Annual conference of principals also told not one school had yet changed patronage since beginning of dialogue, in spite of significant parental support for move

Minister for Education and Skills Ruairí Quinn: “Unfortunately the response is ‘yes, we agree in principle to the idea, but we don’t want this particular school or that particular school to change’.” Photograph: Alan Betson

Minister for Education and Skills Ruairí Quinn: “Unfortunately the response is ‘yes, we agree in principle to the idea, but we don’t want this particular school or that particular school to change’.” Photograph: Alan Betson

 


Primary school teachers who are hard pressed to find enough hours in the day to address the school curriculum should consider switching time from religious instruction to providing literacy and numeracy skills.

That is the view of Minister for Education Ruairí Quinn who told the annual conference of the Irish Primary Principals’ Network yesterday that 30 minutes of discretionary time for the teaching of religion could be switched to core curriculum subjects.

Asked at the conference where teachers would get time to implement the initiatives he was planning – particularly one relating to improvements in literacy and numeracy, Mr Quinn said: “I would like it to be out of the 30 minutes a day for religious education.” When this was met with surprise in the room, he said it was merely a suggestion.
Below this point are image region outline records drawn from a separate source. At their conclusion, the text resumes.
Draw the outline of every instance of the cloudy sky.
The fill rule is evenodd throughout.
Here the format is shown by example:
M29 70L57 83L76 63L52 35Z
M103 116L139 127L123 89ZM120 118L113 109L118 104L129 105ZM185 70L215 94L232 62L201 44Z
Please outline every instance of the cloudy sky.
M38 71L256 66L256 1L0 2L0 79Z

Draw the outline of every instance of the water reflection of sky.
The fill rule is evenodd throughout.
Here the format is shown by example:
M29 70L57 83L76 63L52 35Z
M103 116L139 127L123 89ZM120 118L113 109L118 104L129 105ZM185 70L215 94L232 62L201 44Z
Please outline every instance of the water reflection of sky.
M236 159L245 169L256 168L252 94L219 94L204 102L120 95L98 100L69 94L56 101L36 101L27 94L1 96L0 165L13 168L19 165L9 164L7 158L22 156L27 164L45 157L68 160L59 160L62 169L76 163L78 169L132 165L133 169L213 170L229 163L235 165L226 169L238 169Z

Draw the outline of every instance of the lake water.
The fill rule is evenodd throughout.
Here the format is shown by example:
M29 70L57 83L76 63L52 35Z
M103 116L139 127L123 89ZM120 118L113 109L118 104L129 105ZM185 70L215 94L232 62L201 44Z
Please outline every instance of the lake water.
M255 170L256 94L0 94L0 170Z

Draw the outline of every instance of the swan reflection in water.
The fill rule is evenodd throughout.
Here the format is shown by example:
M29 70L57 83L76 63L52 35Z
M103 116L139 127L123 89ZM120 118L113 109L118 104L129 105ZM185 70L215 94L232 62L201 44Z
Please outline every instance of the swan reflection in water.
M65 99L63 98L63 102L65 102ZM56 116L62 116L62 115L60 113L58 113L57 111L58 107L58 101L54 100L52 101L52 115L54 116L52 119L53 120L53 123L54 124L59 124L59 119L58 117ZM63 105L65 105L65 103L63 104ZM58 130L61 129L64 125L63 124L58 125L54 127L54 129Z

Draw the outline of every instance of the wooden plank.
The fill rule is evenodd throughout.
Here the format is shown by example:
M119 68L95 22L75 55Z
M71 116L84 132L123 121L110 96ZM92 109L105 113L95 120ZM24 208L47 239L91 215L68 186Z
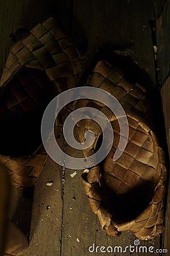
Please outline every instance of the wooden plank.
M151 15L153 15L152 3L147 1L125 2L95 0L80 2L74 0L72 37L80 51L85 53L82 77L86 75L87 69L88 72L91 70L96 55L99 55L99 52L114 50L129 56L138 63L155 85L150 20ZM70 152L72 156L80 155L69 147L67 147L67 152ZM74 171L66 169L65 172L61 255L91 255L88 248L93 243L99 247L133 245L136 237L132 234L123 232L115 239L101 230L98 220L92 213L88 199L84 194L81 171L77 171L77 174L72 178L70 175ZM74 197L75 201L73 201ZM142 241L141 245L159 249L160 240L156 238ZM102 254L98 251L94 255ZM127 252L126 255L131 255L131 253ZM148 253L147 255L152 253Z
M157 71L159 86L163 84L170 72L170 35L168 32L170 30L168 19L169 14L170 2L168 1L164 4L161 14L156 20Z

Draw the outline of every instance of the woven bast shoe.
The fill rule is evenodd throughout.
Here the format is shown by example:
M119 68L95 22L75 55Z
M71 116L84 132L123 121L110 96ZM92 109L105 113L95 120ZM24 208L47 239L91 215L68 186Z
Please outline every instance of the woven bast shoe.
M141 240L159 236L164 229L167 169L164 152L154 131L147 93L137 81L128 80L122 71L105 61L97 64L86 85L102 89L114 96L126 112L129 126L126 147L121 157L113 161L120 128L115 115L106 106L107 102L106 105L86 99L74 102L74 109L89 106L105 113L114 131L109 154L99 166L85 170L82 175L92 211L109 235L118 236L127 230ZM99 148L102 131L90 118L81 122L76 128L80 142L84 142L87 130L95 134L93 144L84 150L88 158Z
M41 172L47 157L39 147L43 113L59 93L74 87L81 64L72 40L52 17L10 48L0 84L0 162L15 185L32 185ZM56 122L56 137L64 115L64 109Z

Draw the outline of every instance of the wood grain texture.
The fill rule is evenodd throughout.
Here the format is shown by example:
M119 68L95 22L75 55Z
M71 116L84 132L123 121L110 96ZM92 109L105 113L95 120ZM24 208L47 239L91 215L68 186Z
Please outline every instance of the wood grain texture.
M167 133L167 141L169 151L169 155L170 154L170 77L169 77L163 84L161 90L161 98L163 102L164 116L165 119L165 129ZM168 249L168 251L170 251L170 185L169 185L169 179L167 181L168 189L167 189L167 200L166 207L166 215L165 219L165 233L164 235L164 241L163 243L163 247ZM165 254L164 254L165 255Z

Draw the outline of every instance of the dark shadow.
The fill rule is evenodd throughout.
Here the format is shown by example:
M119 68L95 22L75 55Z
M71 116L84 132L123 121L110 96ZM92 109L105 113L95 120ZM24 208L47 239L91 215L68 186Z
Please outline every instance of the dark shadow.
M104 201L107 202L114 221L121 223L135 220L148 207L154 195L155 185L147 181L124 195L117 195L105 187Z

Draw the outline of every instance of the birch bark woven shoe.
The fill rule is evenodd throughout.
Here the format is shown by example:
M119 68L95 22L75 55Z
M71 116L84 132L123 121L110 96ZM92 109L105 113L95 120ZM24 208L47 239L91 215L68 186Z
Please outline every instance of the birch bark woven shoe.
M137 81L130 81L122 72L105 61L97 64L86 85L102 89L114 96L123 106L129 126L127 146L114 162L120 137L114 114L98 101L86 99L74 103L74 109L89 106L104 113L114 131L111 150L103 163L82 175L91 208L109 235L118 236L127 230L141 240L159 236L164 229L167 169L164 152L154 131L147 93ZM84 150L85 157L97 151L102 137L100 127L90 118L85 119L77 125L80 142L84 142L88 130L94 133L96 139Z
M16 186L32 185L41 172L47 157L39 147L43 113L55 96L76 85L81 62L71 39L52 17L10 48L0 84L0 162ZM61 119L64 114L64 110Z

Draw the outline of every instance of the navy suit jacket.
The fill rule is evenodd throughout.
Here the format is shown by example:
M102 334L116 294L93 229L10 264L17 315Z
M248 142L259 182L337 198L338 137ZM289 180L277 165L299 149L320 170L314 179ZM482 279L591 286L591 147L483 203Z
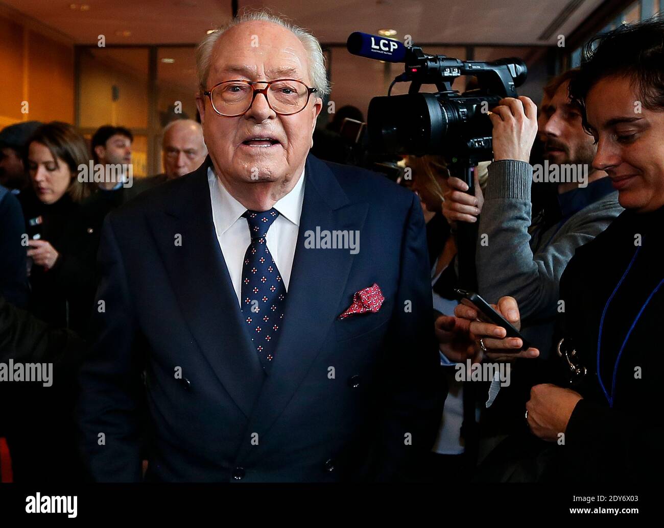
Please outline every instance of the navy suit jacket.
M307 157L282 332L266 373L215 235L209 163L105 222L96 341L80 379L92 477L141 480L147 421L147 480L400 478L430 449L446 393L417 197ZM305 247L317 227L359 231L359 251ZM380 309L339 319L374 283Z

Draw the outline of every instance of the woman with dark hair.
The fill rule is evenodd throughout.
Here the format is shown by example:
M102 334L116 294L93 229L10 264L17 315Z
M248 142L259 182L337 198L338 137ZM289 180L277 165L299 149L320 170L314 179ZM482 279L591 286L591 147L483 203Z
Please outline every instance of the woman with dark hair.
M31 136L25 166L31 189L21 195L30 240L29 310L46 322L79 333L92 308L98 230L81 204L92 184L78 178L88 166L85 140L54 121Z
M79 165L88 166L88 149L74 127L48 123L31 137L25 161L31 184L31 188L21 194L30 237L27 254L32 261L29 309L48 323L44 328L50 328L53 335L68 335L80 346L49 359L39 357L39 347L33 347L29 357L26 350L19 350L19 342L6 343L3 352L15 362L46 361L52 366L46 386L2 384L7 385L0 387L4 399L13 402L3 409L3 420L15 482L80 481L84 472L73 413L76 376L84 346L64 328L84 334L93 309L98 230L81 204L92 184L78 177ZM24 316L9 327L9 336L25 337L19 323L30 318ZM39 322L32 320L33 326Z
M597 143L593 166L608 173L625 210L565 269L552 354L558 375L534 386L524 409L539 440L503 449L503 461L510 452L521 460L503 464L499 478L649 482L664 471L664 20L596 38L570 95ZM516 301L498 304L518 325ZM473 321L489 357L527 357L520 339L496 338L505 330L475 320L475 310L459 306L456 314Z

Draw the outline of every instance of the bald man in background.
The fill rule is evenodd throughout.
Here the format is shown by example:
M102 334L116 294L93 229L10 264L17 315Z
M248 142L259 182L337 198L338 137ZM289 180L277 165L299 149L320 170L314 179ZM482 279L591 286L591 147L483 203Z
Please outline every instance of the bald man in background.
M201 123L193 119L171 121L164 129L161 153L166 179L193 172L207 156Z
M201 123L193 119L176 119L164 128L161 155L164 172L156 176L136 178L127 200L160 183L193 172L205 161L207 147ZM125 200L126 201L126 200Z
Mr Quinn also said he was disappointed religious institutions had not so far divested themselves of any primary schools, despite their stated intention of doing so. Under the terms of the Forum on Patronage and Pluralism in the Primary Sector, set up in 2011, dialogue between the religious institutions and the State was to address how existing primary schools could come under the patronage of a more diverse range of faiths and none.

At the time Mr Quinn said the aim was not to completely restructure the primary school system but to offer greater choice, reflecting a greater diversity of people in a more pluralist society. However, he told the principals that while 24 communities had been identified where sufficient numbers of parents desired an educate-together type school, no religious order had as yet divested itself of its patronage of any school.

Mr Quinn told reporters there had been a “poor response”. He said this had been conveyed to Fr Michael Drumm of the Catholic Schools Partnership.

The Minister said he would have liked to see more progress. “I think typically where you have towns of five, six or seven schools, one Church of Ireland shall we say, one Gaelscoil and six or seven primary schools – and some of them relatively small – it is not beyond the bounds of possibility [that a school be handed over].”

Mr Quinn said such a move would also enable remaining Catholic schools to fully and openly celebrate their Catholicism, because the parents who wanted their children in those schools had been given a choice.

While forum deadlines for dialogue had been met, “unfortunately the response is ‘Yes, we agree in principle to the idea, but we don’t want this particular school or that particular school to change’.” However he said the process was “just slow” and he did not think the religious were guilty of procrastination.